You're basically right, but note even in the formerly AES countries, despite plunging into deep crisis, the number of atheists remain at much higher levels than it was before socialism - even in country like Poland. It's most visible in Czechia iirc. So it does work. Few more generations (it was like not even 2 basically) and much more would disappear, though probably not entirely (see Japanese christianity emerging after Meiji restoration, though it emerged 95% reduced and heavily influenced with buddhism).
I think there isn't much problem with disorganised and decentralised religions, at least as the party remains strictly atheist, but something like the catholic church is immense danger, the worse that every move against them, even for completely nonrelated reasons (again look at Poland where some priests were arrested for spying and other antisocialist activities) will be always portrayed as attack on religion, so the socialist country would necessarily have aim to remove their political power, most likely by expropriation of their property - something that for example again Poland failed to do (PRL even gave them some of postgerman land!) which caused unending trouble.
All those aren't as immutable as you probably see it, there are historical examples of all this changing more or less rapidly. I think it's again that socialism simply did not had enough time and had too much outside opposition to properly adress that.
Lenin once wrote interesting article "On the significance of militant materialism"
Czechia seems to be an outlier according to the data I've seen (link), but granted that Estonia also has a near majority of atheist. But yeah, observance of actual religions rites are very sparse. But I really care more about how people identify as that is a powerful form if self-identification, especially post-revolution.
Re: Catholcism, I agree 100%. In that document I referenced above, the Chinese government talks about the danger of imperial influences in religions:
The entire document is worth reading, but this in particular was pertinent to avoiding reactionaries within religions. It still asserts that Marxism and religions are contradictory but that religion isn't going anywhere even though it's been illegal for over a a generation.
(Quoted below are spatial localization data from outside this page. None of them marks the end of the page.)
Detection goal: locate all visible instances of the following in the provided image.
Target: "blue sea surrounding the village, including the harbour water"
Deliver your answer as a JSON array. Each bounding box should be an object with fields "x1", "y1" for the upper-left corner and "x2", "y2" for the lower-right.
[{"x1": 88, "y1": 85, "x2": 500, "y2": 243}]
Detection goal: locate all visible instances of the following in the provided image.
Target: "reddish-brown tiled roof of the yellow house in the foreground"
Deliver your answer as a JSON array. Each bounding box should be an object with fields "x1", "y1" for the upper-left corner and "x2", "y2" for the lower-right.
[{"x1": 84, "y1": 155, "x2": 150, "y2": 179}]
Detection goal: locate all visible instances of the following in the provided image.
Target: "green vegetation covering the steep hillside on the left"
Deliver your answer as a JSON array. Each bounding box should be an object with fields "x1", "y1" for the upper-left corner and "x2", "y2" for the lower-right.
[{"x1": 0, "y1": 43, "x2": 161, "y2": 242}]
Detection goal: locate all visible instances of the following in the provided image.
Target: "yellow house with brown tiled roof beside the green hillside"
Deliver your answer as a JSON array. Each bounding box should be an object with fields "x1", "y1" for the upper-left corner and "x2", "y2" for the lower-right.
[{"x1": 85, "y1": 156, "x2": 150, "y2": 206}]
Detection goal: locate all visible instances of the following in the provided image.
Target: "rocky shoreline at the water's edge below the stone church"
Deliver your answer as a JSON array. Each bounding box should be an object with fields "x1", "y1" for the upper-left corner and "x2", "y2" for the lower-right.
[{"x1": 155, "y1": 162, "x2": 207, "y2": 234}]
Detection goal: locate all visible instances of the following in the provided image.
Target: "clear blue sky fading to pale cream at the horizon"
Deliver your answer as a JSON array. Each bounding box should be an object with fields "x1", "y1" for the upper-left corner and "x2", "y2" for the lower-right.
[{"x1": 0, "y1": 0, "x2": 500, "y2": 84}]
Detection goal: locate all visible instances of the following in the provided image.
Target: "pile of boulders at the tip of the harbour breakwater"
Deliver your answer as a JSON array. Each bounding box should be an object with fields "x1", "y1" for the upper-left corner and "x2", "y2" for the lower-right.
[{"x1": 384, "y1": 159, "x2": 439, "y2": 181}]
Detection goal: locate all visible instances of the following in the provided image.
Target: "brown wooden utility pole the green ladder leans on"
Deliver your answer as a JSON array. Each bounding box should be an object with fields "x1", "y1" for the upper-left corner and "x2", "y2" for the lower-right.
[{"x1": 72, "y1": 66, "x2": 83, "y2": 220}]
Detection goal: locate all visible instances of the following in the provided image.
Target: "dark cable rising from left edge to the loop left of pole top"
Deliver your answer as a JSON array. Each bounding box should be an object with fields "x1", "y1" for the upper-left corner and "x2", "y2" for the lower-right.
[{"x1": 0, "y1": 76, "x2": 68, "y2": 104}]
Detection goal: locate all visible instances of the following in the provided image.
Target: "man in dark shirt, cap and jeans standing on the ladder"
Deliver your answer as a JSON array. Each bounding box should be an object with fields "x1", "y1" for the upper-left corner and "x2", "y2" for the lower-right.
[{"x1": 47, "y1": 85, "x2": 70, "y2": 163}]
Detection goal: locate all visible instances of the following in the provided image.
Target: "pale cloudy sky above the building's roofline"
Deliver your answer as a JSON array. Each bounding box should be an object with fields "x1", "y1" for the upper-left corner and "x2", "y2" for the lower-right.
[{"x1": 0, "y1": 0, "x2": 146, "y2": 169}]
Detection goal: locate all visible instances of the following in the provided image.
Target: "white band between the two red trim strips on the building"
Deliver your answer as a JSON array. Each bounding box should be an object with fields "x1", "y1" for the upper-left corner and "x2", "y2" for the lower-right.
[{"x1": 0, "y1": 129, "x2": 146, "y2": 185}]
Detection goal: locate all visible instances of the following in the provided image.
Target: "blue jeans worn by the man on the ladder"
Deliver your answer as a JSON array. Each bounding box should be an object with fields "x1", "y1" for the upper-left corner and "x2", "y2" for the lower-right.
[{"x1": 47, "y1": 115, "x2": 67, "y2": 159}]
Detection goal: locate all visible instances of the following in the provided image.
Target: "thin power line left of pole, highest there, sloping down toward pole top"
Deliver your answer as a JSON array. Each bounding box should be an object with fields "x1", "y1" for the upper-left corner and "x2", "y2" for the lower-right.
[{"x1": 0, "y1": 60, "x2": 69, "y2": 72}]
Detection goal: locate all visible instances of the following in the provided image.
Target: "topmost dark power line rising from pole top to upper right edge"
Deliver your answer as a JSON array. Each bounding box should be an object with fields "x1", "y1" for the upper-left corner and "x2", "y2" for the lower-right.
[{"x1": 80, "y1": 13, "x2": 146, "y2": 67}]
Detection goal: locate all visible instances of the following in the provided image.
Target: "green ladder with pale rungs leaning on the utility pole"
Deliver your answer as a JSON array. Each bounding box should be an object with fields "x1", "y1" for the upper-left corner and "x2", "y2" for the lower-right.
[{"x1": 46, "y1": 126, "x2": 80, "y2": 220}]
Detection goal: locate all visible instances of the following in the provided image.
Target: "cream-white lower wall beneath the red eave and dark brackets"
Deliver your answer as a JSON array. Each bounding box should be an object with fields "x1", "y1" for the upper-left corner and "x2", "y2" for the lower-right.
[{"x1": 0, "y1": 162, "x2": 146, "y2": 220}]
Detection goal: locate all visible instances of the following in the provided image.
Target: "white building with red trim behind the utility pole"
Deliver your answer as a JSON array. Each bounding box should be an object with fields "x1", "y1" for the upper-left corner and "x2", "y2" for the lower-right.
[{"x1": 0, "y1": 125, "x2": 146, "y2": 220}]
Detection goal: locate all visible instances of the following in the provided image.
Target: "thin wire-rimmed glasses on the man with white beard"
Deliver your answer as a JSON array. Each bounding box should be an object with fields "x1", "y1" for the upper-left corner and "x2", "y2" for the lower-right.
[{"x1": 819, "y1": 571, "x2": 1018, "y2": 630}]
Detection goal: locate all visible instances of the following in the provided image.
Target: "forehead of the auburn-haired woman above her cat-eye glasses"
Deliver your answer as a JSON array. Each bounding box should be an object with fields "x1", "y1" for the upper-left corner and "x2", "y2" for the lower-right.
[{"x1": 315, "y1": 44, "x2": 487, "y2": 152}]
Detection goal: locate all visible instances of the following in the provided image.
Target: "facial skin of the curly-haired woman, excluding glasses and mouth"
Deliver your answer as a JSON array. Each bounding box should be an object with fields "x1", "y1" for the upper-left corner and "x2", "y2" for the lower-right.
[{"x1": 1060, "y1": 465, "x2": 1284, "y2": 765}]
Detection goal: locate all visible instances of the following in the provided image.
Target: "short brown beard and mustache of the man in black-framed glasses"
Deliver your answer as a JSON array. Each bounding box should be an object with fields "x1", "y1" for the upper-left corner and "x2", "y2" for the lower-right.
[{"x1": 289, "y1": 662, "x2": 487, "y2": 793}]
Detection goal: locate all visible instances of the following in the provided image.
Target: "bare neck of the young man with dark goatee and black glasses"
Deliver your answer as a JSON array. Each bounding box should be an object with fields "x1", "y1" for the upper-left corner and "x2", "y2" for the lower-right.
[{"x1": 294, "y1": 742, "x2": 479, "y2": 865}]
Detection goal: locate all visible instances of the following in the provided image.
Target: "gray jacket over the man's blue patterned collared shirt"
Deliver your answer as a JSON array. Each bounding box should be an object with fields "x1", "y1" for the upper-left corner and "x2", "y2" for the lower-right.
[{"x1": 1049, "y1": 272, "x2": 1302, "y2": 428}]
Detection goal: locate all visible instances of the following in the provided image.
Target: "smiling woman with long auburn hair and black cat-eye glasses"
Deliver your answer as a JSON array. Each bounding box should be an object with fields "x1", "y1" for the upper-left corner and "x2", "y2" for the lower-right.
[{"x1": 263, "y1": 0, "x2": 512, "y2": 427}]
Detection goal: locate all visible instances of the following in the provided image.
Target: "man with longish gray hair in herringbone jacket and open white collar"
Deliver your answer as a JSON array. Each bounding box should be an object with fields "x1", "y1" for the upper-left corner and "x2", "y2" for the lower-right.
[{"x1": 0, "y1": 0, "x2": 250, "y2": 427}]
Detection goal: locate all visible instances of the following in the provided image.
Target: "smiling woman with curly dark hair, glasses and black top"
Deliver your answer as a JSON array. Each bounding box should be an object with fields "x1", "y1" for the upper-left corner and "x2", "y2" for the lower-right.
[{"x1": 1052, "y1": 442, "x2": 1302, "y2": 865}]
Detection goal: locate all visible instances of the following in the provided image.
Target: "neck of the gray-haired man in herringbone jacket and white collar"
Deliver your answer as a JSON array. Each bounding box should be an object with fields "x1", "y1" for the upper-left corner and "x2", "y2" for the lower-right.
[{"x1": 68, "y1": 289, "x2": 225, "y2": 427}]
But as I mentioned to the other poster, we're basically in agreement. I just don't think that religiosity will ever just fall away like Marx & Engel's optimism, but who knows. I'd be glad to be wrong, especially if China's model of the long game in followed.
Most people who identify as Christians in the former Soviet Union visit the church about 1-2 times a year at most. In more developed Muslim areas situation is the same. Actual religious faith survived only in underdeveloped rural communities, and even there it is slowly bleeding support.
Yeah, Pew's Report calls that “believing and belonging, without behaving” which I thought was a funny way to put it.